Recently diagnosed with sjogrens after 7 years almost. Started out with abdominal pain then dry eyes, dry mouth, sores in mouth that might be related to my lichen planus , joint pain all over, ear ache,.not sure if ear has any relationship. Recently a dr prescribed plaquenel will be on that soon.<br><br><br>

Plaquenil is usually a pretty safe drug to take but if you notice any major changes, report them.
Sjogren's has been known to cause ear issues. Its a systemic illness so it could technically cause or exacerbate a lot of things.

There are more details around but here's a high level overview.

Hope this helps.

I was diagnosed with a salivary gland lip biopsy about 10 years ago. I take cervimeline for my sjogren's. Also use biotene toothpaste, mouth wash and mouth spray. Keep water with me constantly. I also have RA. Was on plaquenil for a long time and it helped, but then it started affecting my eye sight. Be sure to have an eye exam to look for damage every six months if you take the plaquenil. I no longer take it. But it is rare to have the eye sight side affect. Praying all goes well with you.

I've had nausea this week wondering if this is from sjogrens or Tylenol I take for my ear ache.

I was diagnosed in 2010 but now recognize I have had Sjogren's since childhood. I hurt so bad ever day. Right now it is my lower back and both hip joints. Also, does anyone else find their sense of smell is weird?

I totally lost my hearing in my left ear overnight. Doctors said the MRI showed those hairs in the cochlear had died....

My sense of smell has definitely been affected. I can't smell as well, but sometimes it is worse than others. For example, many times I can't even smell a dead skunk on the road, while my husband really complains. So, it is sometimes a blessing! 🙂

Hello @graveltruck,
Welcome to Connect. Although Sjogren's has been known to cause ear issues, it must have been awful to lose your hearing! I'm so sorry.
There are many members here who have had similar experiences with Sjogren's syndrome. Please meet @marylou705, @kyjeanne, and @cmtg; I'm confident they will be able to give you some information.

@graveltruck, can you tell us a bit more about how you were diagnosed? Have your doctors mentioned anything as to how and why your sense of smell may be affected, and are you on a treatment plan?

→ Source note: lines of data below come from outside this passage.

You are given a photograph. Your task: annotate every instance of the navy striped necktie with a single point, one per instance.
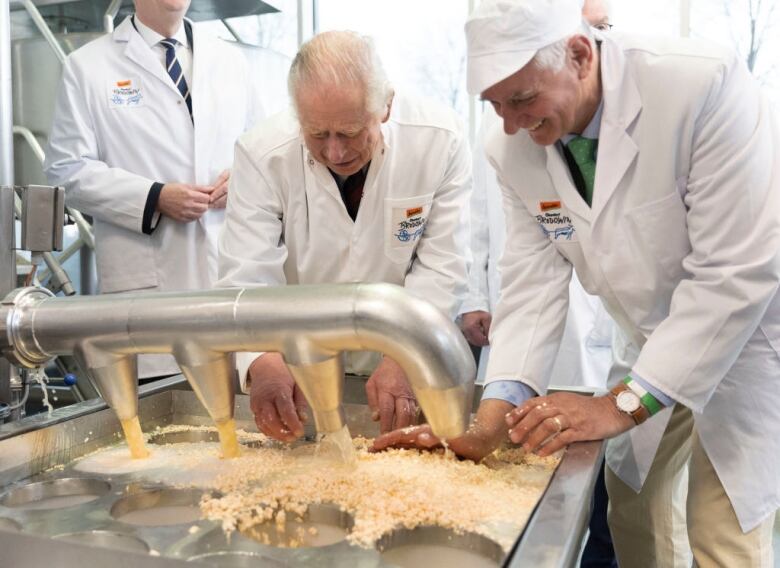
(174, 70)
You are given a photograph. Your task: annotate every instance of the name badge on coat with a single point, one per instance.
(125, 93)
(555, 223)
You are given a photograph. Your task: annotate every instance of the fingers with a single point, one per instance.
(386, 411)
(222, 178)
(220, 203)
(475, 335)
(373, 398)
(530, 420)
(518, 413)
(543, 433)
(301, 405)
(269, 423)
(289, 415)
(219, 194)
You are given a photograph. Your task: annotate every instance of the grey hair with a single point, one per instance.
(339, 58)
(553, 57)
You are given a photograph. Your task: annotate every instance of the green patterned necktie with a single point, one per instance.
(583, 150)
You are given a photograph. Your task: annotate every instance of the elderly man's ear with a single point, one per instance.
(581, 53)
(389, 107)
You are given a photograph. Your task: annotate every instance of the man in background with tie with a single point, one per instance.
(142, 139)
(652, 168)
(354, 184)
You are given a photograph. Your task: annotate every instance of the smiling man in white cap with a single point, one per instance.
(652, 167)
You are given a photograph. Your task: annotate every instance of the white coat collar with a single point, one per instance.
(617, 150)
(152, 38)
(139, 52)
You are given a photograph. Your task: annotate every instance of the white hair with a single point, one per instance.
(341, 58)
(553, 57)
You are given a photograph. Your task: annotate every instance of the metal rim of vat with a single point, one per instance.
(435, 535)
(184, 437)
(194, 437)
(237, 559)
(106, 539)
(36, 491)
(321, 513)
(150, 499)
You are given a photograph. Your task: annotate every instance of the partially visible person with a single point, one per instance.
(355, 184)
(662, 160)
(584, 357)
(142, 140)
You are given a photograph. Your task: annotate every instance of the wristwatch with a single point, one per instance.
(628, 402)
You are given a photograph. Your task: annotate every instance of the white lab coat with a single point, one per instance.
(585, 356)
(107, 153)
(287, 224)
(682, 244)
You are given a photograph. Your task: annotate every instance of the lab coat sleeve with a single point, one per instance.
(73, 160)
(531, 313)
(477, 298)
(439, 271)
(732, 202)
(251, 247)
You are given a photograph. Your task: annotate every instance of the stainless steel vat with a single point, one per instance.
(30, 447)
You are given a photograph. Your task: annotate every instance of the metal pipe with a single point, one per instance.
(309, 325)
(7, 255)
(111, 12)
(85, 229)
(62, 258)
(59, 278)
(43, 27)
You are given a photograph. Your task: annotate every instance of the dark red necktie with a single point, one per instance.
(352, 192)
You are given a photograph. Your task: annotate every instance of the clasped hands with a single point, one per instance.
(188, 202)
(542, 425)
(281, 410)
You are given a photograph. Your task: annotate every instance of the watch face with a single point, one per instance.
(628, 402)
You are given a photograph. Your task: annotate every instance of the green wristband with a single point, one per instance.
(648, 400)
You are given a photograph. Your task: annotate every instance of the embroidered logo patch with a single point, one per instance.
(125, 93)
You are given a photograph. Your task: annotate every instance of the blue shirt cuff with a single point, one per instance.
(664, 399)
(511, 391)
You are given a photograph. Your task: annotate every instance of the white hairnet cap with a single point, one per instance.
(504, 35)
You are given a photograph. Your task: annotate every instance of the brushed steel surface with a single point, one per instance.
(309, 325)
(445, 537)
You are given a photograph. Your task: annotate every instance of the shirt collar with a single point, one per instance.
(592, 130)
(152, 38)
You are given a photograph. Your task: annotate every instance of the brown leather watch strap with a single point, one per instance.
(640, 414)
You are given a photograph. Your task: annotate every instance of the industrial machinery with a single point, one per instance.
(309, 325)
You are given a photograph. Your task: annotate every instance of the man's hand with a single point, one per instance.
(183, 202)
(546, 424)
(278, 404)
(218, 198)
(476, 326)
(484, 435)
(390, 398)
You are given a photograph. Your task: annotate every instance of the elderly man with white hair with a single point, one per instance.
(651, 167)
(356, 185)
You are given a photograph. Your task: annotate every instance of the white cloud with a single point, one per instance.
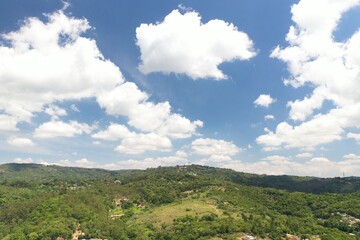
(181, 154)
(20, 142)
(183, 44)
(85, 163)
(140, 143)
(319, 167)
(276, 158)
(128, 100)
(74, 108)
(55, 129)
(23, 160)
(75, 68)
(148, 163)
(132, 142)
(113, 132)
(55, 112)
(355, 136)
(8, 123)
(352, 156)
(269, 117)
(323, 128)
(207, 146)
(264, 100)
(304, 155)
(331, 68)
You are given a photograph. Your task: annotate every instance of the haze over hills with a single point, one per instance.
(38, 172)
(182, 202)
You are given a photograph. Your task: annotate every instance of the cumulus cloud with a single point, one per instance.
(181, 43)
(55, 112)
(20, 142)
(276, 158)
(319, 167)
(23, 160)
(140, 143)
(55, 129)
(269, 117)
(214, 147)
(128, 100)
(113, 132)
(8, 123)
(304, 155)
(75, 68)
(264, 100)
(314, 58)
(132, 142)
(355, 136)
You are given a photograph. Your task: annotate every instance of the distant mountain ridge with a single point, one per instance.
(13, 173)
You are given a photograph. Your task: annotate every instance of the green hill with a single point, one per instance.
(182, 202)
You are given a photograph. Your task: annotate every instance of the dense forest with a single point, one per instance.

I lost my hearing overnight. The specialists called it something like Sudden Sensorial Hearing Loss. All 3 said they see 2-3 patients a year with it. Some regain part or all of their hearing. Not me. Stone deaf. However, I thank God it is silent. No roar or any noise.

I have taken thyroid medication for 30 years and prilosec for probably 10.

The Mayo Clinic diagnosed me thru blood tests.

I went to a rheumotologist but he said Sjogren's was nothing to be concerned about........ My primary doctor takes better care of me.

My doctors do not offer me any helpful solutions other than what we all read about stuff for the dry eyes and mouth. I have found that taking 3 Flax Seed Caps a day keeps my eyes moist. The only thing that is helping my throat are Halls Honey Cough Drops. I keep Avon Care Deeply lip stuff on my lips which does help until it wears off.

I am not willing to take any of the drugs. I personally think the side effects are too dangerous. Just my opinon for me. I do not fault anyone for whatever works for them.

Fortunately, I have primary Sjogren's. I see where there are 3 stages of it and later I may develop Lupus in addition to it attacking my pancreas, liver and kidneys.

Nothing smells right. Sometimes I think I smell electrical smoke, etc. Its scary.